- Cover of EP

Single by Dalida
- Released: December 1957
- Recorded: December 9, 1957
- Studio: Hoche
- Genre: Chanson; exotica;
- Length: 2:55
- Label: Barclay
- Composer: Pete DeAngelis
- Lyricist: Jean Broussolle

= Gondolier (song) =

"Gondolier" is a song by the French singer Dalida, first released on an EP in December 1957. It was her second major hit after "Bambino". Reaching No. 1 on both the La Bourse des Chansons chart and the Music Hall chart in France, it was the title song for Dalida's 1958 album Gondolier.
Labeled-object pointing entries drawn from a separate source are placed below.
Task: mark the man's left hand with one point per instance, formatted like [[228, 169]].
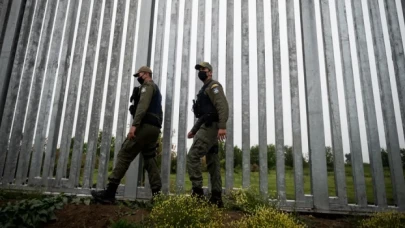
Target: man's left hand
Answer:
[[131, 133]]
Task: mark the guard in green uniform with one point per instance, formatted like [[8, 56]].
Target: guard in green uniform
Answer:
[[211, 109], [142, 138]]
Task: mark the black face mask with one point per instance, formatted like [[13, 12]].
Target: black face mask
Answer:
[[141, 80], [202, 75]]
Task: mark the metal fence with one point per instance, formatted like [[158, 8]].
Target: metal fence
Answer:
[[66, 66]]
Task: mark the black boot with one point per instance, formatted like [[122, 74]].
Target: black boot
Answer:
[[216, 199], [197, 192], [155, 193], [106, 196]]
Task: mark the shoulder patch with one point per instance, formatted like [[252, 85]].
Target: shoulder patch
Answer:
[[214, 85], [215, 90]]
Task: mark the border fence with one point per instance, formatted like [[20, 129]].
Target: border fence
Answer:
[[66, 66]]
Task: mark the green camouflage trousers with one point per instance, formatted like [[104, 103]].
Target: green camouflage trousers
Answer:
[[144, 142], [205, 144]]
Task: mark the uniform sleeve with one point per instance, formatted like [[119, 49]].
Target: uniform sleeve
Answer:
[[217, 97], [143, 105], [197, 125]]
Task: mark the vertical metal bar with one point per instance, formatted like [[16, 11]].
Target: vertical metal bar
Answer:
[[215, 37], [35, 94], [11, 32], [22, 103], [45, 107], [4, 15], [183, 110], [229, 93], [262, 97], [337, 145], [85, 93], [245, 96], [73, 91], [171, 70], [278, 101], [351, 105], [390, 126], [63, 69], [16, 74], [98, 95], [127, 74], [144, 40], [397, 49], [316, 134], [295, 105], [111, 95], [160, 34], [369, 107], [200, 38]]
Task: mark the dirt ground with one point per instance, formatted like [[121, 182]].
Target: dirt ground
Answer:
[[102, 215]]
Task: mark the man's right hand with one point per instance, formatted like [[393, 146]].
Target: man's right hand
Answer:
[[190, 135]]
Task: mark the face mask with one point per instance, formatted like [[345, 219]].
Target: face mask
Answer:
[[141, 80], [202, 75]]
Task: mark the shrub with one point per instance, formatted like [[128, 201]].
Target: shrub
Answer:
[[247, 200], [184, 211], [29, 213], [124, 224], [267, 217], [389, 219]]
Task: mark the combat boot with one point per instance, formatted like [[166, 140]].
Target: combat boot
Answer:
[[155, 193], [106, 196], [197, 192], [216, 199]]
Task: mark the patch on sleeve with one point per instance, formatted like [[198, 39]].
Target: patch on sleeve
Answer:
[[213, 86]]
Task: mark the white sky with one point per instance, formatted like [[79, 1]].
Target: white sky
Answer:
[[238, 82]]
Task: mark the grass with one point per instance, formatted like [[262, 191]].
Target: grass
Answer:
[[289, 181], [290, 188]]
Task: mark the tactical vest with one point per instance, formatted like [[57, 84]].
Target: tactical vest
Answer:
[[203, 106], [154, 113], [155, 106]]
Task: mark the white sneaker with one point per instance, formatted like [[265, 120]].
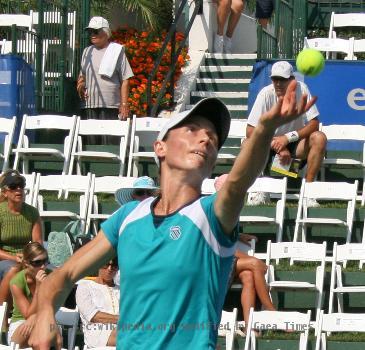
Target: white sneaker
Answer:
[[312, 203], [218, 44], [227, 45], [258, 198]]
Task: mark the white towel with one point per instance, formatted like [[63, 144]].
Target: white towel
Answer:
[[109, 60]]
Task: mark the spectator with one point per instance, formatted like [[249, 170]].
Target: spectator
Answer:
[[19, 224], [103, 81], [24, 289], [142, 188], [98, 304], [175, 251], [300, 138], [250, 271], [264, 10], [232, 10]]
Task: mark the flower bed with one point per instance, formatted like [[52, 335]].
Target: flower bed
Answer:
[[142, 48]]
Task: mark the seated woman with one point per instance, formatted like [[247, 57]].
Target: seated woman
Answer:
[[24, 287], [19, 224], [98, 303], [250, 271]]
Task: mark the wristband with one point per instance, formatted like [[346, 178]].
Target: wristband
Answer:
[[292, 136]]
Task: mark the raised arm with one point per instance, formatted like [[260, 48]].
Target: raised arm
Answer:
[[253, 156], [58, 284]]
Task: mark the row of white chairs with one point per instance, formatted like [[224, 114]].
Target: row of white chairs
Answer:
[[138, 135], [290, 321]]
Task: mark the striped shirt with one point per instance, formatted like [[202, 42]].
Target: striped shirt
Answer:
[[16, 229]]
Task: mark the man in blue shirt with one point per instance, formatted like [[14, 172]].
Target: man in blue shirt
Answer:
[[175, 251]]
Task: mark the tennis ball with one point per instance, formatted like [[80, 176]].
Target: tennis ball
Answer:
[[310, 62]]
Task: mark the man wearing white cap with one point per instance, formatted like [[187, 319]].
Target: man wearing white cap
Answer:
[[105, 70], [300, 138], [175, 251]]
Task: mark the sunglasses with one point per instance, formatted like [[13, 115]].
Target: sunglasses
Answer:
[[94, 31], [14, 187], [113, 266], [39, 263], [140, 193], [279, 79]]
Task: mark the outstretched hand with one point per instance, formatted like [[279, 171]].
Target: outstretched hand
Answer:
[[287, 108]]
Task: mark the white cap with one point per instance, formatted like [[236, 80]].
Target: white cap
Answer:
[[282, 69], [98, 23]]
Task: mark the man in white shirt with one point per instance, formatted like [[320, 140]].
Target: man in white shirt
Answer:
[[300, 138]]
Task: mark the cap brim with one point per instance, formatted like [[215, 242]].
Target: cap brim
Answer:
[[212, 109]]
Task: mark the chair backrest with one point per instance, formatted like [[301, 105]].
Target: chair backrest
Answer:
[[345, 20], [359, 45], [324, 190], [332, 45], [70, 318], [299, 251], [3, 316], [344, 132], [227, 327], [7, 20], [337, 322], [278, 320], [7, 127]]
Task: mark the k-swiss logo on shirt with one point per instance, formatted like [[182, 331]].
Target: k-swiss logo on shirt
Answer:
[[175, 232]]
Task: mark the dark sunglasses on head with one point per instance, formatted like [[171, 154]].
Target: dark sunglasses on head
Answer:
[[112, 265], [279, 79], [13, 187], [39, 263], [94, 31], [142, 192]]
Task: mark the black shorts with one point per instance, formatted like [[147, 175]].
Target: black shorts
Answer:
[[264, 8]]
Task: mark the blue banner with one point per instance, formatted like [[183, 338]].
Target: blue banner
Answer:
[[340, 89]]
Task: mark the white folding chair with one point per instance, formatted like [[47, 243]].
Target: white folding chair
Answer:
[[341, 20], [232, 146], [332, 45], [342, 254], [276, 188], [3, 316], [100, 185], [63, 185], [143, 134], [278, 320], [26, 152], [345, 133], [7, 127], [337, 322], [330, 191], [227, 327], [95, 127], [297, 251], [69, 318]]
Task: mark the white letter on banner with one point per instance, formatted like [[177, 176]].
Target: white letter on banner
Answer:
[[356, 95]]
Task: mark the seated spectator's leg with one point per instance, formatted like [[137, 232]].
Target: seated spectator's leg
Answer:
[[264, 9], [5, 294], [223, 11], [112, 341], [236, 10], [313, 149], [248, 294]]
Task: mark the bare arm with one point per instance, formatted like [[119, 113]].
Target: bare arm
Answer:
[[253, 156], [104, 317], [37, 232], [124, 93], [58, 284]]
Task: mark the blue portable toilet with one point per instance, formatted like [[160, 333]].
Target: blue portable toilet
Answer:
[[17, 93]]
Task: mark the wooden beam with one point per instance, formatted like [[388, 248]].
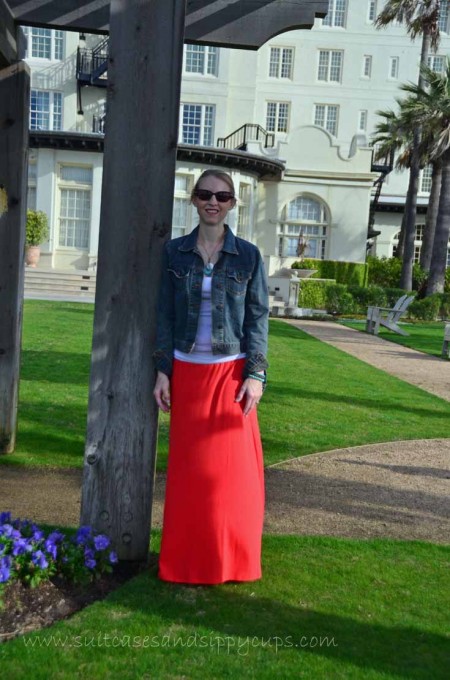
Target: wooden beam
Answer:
[[229, 23], [14, 97], [9, 50], [136, 214]]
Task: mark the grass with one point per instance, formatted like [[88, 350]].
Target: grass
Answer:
[[318, 397], [326, 608], [426, 336]]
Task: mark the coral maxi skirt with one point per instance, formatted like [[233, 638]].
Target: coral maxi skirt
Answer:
[[213, 514]]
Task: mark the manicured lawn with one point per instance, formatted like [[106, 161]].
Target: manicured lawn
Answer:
[[325, 608], [424, 336], [318, 397]]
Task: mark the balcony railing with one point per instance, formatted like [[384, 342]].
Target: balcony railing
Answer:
[[92, 65], [247, 133]]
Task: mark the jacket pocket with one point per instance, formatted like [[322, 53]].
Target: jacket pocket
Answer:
[[236, 281]]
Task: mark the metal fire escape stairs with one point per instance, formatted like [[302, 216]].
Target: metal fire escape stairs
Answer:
[[383, 166], [92, 70]]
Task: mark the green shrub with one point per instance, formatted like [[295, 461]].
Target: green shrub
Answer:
[[349, 273], [339, 300], [36, 228], [426, 309], [363, 297], [392, 295], [444, 310], [386, 272], [312, 294]]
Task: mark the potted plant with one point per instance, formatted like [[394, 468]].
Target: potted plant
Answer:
[[300, 268], [36, 234]]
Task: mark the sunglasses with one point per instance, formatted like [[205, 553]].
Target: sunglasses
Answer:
[[221, 196]]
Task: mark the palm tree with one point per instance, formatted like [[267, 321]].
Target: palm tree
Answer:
[[429, 108], [421, 17], [396, 134]]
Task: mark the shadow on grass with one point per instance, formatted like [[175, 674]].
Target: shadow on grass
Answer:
[[55, 367], [401, 650]]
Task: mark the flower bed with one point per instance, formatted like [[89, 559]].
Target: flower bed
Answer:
[[31, 556]]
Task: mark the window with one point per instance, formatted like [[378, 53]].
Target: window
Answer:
[[437, 62], [326, 116], [44, 43], [197, 124], [337, 10], [75, 185], [243, 210], [45, 110], [182, 209], [367, 66], [426, 179], [307, 217], [201, 59], [393, 67], [330, 66], [31, 194], [277, 118], [281, 62], [443, 16], [362, 120]]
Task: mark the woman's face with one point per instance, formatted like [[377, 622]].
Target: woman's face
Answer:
[[212, 212]]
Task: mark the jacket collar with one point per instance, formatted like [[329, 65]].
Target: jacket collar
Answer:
[[229, 244]]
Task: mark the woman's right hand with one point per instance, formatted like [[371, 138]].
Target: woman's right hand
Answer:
[[162, 391]]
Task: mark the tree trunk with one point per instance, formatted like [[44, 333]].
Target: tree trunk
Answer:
[[436, 280], [401, 236], [144, 77], [413, 186], [14, 98], [432, 213]]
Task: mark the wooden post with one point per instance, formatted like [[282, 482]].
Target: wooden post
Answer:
[[144, 78], [14, 97]]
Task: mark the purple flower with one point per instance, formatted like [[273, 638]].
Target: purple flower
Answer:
[[101, 542], [20, 546], [5, 569], [51, 548], [39, 559], [7, 530]]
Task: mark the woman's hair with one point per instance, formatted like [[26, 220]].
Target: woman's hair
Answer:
[[220, 174]]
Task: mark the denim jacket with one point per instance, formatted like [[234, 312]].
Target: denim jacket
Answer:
[[239, 299]]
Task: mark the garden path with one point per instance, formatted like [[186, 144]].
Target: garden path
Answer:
[[393, 490]]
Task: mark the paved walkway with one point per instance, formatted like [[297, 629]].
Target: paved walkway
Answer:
[[430, 373], [397, 490]]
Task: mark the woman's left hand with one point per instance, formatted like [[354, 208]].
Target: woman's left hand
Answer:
[[252, 390]]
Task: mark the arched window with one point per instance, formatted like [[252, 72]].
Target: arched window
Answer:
[[306, 217]]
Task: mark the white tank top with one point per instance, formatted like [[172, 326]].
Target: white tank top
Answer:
[[202, 352]]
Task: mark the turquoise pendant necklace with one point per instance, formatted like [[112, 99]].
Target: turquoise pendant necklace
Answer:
[[209, 265]]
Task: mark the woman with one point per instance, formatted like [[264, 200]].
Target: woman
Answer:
[[211, 359]]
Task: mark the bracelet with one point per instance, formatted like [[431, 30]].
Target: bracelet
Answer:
[[258, 376]]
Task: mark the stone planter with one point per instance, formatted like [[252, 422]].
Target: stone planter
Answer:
[[303, 273], [32, 255]]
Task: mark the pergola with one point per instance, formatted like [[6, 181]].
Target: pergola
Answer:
[[146, 37]]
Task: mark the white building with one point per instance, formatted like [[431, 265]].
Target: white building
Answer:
[[315, 92]]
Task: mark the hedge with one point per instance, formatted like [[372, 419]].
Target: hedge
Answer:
[[349, 273]]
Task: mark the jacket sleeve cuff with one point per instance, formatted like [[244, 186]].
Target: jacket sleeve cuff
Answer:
[[163, 362]]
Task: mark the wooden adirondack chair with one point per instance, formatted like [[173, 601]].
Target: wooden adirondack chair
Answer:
[[388, 316]]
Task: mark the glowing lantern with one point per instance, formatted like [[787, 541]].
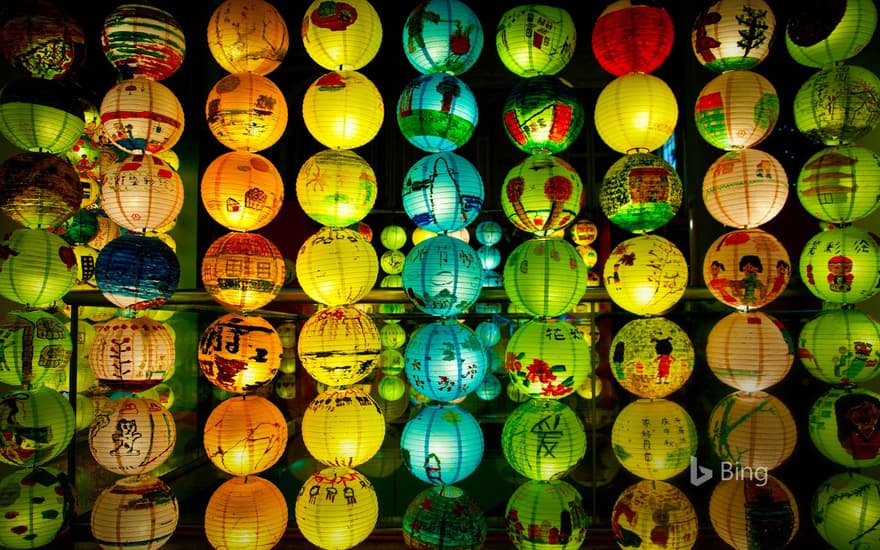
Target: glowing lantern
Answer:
[[841, 265], [542, 194], [239, 353], [247, 36], [246, 112], [336, 187], [736, 110], [534, 39], [343, 427], [654, 438], [652, 357], [243, 271], [646, 275], [331, 522], [636, 111], [745, 188], [140, 116], [246, 512], [336, 266], [339, 345], [640, 192], [136, 512]]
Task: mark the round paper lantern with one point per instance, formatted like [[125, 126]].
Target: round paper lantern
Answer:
[[749, 351], [654, 515], [343, 110], [35, 427], [542, 194], [339, 345], [331, 522], [546, 514], [246, 112], [136, 512], [442, 276], [239, 353], [535, 39], [736, 110], [745, 188], [247, 36], [243, 271], [40, 115], [636, 111], [830, 107], [137, 272], [841, 346], [246, 512], [646, 275], [652, 357], [343, 427], [437, 112], [143, 40], [38, 267], [336, 266], [746, 268], [547, 358], [820, 35], [841, 265], [752, 431], [336, 187], [733, 34], [640, 192], [442, 192], [140, 116]]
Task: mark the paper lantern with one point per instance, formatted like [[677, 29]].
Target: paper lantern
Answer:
[[654, 515], [246, 112], [442, 444], [636, 111], [336, 266], [331, 522], [534, 39], [645, 275], [243, 271], [829, 107], [840, 346], [140, 116], [754, 513], [841, 265], [38, 267], [247, 36], [733, 34], [547, 358], [652, 357], [749, 351], [736, 110], [343, 427], [343, 110], [640, 192], [40, 505], [752, 431], [542, 194], [246, 512], [820, 35], [630, 37], [36, 426], [546, 514], [745, 188], [239, 353], [40, 115], [336, 187], [136, 512], [339, 345]]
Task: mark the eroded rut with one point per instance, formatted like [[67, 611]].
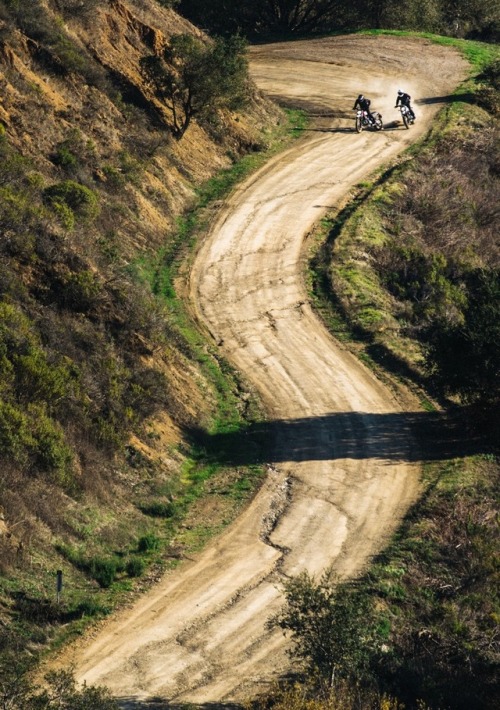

The song also reached No. 1 on the Belgian and Canadian charts.

== Description ==
The song's melody was composed by Peter De Angelis with lyrics by Jean Broussolle. It was released as a promotional single on February 22, 1957, but it received no promotion because of the prolonged success of "Bambino".

As the song did not reach its audience, De Angelis and his colleague Bob Marcucci wrote the English language version which gained success in the US and UK in mid-1957. During an interview in 1958, Dalida said, "I heard on radio Petula Clark singing it in English, and I like it very much so I decided to use the song for my Christmas special show."

At the end of 1957, Dalida used "Gondolier" as the title song of a French TV Christmas special, in which she was the main attraction. The song was issued on EP the next day and it gained instant success. It entered the charts at No. 1 in the first week of January 1958, and eventually spent 53 weeks in the top 20, until the last week of December 1958. It spent 9 weeks as No. 1 in January and February and again reached No. 1 for 10 weeks during the summer, earning Dalida her third gold disc.

Eventually, it became the most sold record of 1958; promotions through TV and concert performances made the song a pop standard in France and one of Dalida's signature tracks.

==Cover versions==

"Gondolier" has been covered by many artists.

In English, the song has been recorded by several artists under the title "With All My Heart", including:
- Jodie Sands recorded the first version in English, released in April or May 1957. It reached No. 1 in Belgium and was her only major hit in the United States (reaching No. 15 on the Billboard Pop Singles chart in 1957).
- Petula Clark released it in June or July 1957 in Belgium and the United Kingdom (it reached No. 4 on the UK Singles Chart), which was before she became known in the US.
- Judy Scott in 1957.
- Eve Boswell in 1957.
- Dave King in 1957.
- Bing Crosby in 1958.
- Betty Curtis in Italian titled "Con tutto il cuore" in 1958.
- Dawn Robertson in 1977 released a disco version as a maxi-single.

== Charts ==

| Chart | Peak position |
|---|---|
| Belgium (Ultratop Flanders) | 1 |
| Belgium (Ultratop Wallonia) | 1 |
| Canada | 1 |
| France (Bourse des chansons) | 1 |
| France (Music Hall Charts) | 1 |

== Bibliography ==
- Daniel Lesueur, L'argus Dalida: Discographie mondiale et cotations, Éditions Alternatives, 2004. ISBN 2-86227-428-3 and ISBN 978-2-86227-428-7.